My kids now love having guests over and constantly challenge me to grow and stretch farther in this area. Yesterday we had one of my eldest son’s classmates over for a few hours of playtime, and it was all initiated by my son. Last Sunday at church my second son invited someone to come have lunch with us this week and informed me about it after the fact. I explained to him that he has to let his dad and me do the inviting, but I think I’ll follow his example and extend an official invitation to this person to join us for lunch after church this week.

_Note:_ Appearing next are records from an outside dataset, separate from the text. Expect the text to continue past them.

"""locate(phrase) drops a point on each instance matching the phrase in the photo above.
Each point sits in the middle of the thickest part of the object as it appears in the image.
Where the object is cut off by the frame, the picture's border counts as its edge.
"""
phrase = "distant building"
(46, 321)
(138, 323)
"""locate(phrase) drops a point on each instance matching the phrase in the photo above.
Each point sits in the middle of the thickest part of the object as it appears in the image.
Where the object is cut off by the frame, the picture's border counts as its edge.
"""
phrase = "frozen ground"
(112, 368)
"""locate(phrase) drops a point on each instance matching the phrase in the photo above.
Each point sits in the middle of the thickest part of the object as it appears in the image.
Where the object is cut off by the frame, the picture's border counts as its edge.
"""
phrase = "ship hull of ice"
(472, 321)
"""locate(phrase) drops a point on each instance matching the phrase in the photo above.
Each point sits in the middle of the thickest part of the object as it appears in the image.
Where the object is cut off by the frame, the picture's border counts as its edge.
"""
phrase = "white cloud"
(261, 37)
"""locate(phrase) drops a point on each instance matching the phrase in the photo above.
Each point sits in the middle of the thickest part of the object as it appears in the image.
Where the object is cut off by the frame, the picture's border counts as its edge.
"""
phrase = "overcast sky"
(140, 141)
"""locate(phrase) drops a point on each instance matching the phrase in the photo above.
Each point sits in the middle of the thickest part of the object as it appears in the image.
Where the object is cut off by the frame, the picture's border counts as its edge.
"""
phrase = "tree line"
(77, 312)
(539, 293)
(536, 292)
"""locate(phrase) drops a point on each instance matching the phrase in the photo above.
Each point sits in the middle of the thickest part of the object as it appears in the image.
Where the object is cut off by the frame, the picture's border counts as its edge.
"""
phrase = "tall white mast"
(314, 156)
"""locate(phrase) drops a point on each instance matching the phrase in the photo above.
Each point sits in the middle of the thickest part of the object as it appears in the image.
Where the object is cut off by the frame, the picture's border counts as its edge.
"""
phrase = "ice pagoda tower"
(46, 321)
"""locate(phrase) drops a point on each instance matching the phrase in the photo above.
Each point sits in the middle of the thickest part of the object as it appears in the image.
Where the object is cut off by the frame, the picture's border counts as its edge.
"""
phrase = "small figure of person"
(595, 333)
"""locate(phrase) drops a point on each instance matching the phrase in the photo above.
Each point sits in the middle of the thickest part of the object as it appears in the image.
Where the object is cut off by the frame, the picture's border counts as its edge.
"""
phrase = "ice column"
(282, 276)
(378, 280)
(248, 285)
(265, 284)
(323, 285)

I’m grateful that my sons are pushing me to continue to grow in this area. In this season of life while my kids are all young, it’s easy to let hospitality get pushed aside by the constant demands of caring for the needs of my small children. While it’s true that these days it can seem impossibly daunting to find the extra time to prepare for guests and also set aside several hours to entertain them, I think I’m guilty of using this excuse to do what is comfortable and convenient instead of what is lavish and generous. But I think God has more for me during this stage than simply surviving. I think He wants me to thrive, and I know that won’t happen in isolation. It reminds me of another particularity of the Ukrainian language. When a compound subject includes the speaker, you don’t use the English constructions, “he and I,” “you and I,” etc. These expressions subtly put focus on the speaker and highlight the individuality of the parties concerned, and if you need to be clear about who was involved, there’s no way around this emphasis in the English language. But in Ukrainian you would say instead, “we with him,” and “we with you,” underlining the importance of relationships and community in the Ukrainian culture.

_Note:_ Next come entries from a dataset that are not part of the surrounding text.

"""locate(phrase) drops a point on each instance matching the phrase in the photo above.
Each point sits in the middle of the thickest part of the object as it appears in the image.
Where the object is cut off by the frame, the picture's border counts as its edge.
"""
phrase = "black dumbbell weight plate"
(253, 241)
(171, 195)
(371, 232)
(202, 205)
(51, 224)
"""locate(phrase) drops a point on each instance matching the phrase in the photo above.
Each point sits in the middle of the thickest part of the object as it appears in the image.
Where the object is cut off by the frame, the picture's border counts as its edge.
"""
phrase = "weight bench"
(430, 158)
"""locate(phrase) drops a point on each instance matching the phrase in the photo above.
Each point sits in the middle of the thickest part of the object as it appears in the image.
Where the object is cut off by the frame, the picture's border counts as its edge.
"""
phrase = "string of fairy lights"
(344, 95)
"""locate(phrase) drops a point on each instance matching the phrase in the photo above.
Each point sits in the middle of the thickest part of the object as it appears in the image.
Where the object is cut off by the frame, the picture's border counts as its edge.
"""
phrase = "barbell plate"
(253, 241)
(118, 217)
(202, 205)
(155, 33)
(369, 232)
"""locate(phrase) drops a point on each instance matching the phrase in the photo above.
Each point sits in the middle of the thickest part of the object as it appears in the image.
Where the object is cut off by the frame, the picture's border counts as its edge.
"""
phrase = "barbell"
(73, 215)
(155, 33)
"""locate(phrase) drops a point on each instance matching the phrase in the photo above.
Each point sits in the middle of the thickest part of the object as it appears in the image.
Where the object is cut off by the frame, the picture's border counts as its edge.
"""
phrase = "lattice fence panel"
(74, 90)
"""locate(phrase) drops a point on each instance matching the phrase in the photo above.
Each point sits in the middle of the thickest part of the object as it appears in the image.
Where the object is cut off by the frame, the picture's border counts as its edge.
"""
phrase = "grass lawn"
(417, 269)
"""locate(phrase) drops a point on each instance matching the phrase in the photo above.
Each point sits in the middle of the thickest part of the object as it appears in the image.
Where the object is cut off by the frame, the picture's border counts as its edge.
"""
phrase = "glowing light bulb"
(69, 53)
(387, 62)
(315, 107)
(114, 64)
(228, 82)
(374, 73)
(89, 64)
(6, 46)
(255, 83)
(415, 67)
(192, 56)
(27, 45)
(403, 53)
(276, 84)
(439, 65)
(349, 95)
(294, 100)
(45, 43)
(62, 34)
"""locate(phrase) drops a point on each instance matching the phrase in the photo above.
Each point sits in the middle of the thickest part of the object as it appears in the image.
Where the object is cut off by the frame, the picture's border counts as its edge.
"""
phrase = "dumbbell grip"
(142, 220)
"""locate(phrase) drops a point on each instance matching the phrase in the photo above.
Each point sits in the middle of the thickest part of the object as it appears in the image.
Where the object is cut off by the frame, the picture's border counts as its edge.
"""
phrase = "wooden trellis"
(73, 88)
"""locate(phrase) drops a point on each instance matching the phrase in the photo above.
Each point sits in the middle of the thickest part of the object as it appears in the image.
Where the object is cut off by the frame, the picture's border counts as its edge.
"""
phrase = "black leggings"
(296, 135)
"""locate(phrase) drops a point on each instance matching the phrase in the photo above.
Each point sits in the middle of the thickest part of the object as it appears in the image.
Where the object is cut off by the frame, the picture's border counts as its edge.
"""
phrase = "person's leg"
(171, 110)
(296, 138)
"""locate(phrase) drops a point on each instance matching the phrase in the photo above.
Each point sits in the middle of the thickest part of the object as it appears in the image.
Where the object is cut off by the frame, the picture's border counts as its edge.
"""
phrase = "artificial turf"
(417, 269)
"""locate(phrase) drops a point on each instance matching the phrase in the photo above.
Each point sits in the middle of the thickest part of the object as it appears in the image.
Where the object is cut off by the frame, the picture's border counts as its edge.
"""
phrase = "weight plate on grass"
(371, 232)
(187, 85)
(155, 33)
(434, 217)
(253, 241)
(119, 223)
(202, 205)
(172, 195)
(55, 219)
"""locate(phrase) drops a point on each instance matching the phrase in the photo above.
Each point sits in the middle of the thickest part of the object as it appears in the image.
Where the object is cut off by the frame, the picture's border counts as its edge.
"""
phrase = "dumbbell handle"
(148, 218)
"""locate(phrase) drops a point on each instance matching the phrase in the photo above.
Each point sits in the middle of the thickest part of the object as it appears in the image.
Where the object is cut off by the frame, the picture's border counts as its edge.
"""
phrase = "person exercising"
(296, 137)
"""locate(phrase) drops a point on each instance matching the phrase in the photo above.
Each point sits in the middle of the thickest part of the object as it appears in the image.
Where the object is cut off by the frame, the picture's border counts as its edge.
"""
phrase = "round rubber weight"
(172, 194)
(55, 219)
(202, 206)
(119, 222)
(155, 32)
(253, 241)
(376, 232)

Relationships and community aren’t just important to certain cultures; they are crucial to the human experience. Why else would it be that babies who are not touched fail to thrive? Or why does the Bible say, “It is not good for man to be alone,” and “God sets the solitary in families”? When we have meaningful interactions with other people, it’s true that we become vulnerable to pain and disappointment, but we also open up the possibility for profound joy and fulfillment. It might be a gamble, but it’s one I’m willing to take. And I’ve learned that meaningful interaction happens much more easily in the warmth of a hospitable home.

So I’m committed to keeping our door open to others, especially the needy, lonely, and hurting, in the hope that they will find encouragement, joy, and peace as a result of their time with us. And it’s my desire and prayer that my kids will absorb this mentality, so that by the time they have their own families, schedrist’ will be second-nature to them, regardless of where in the world they are living.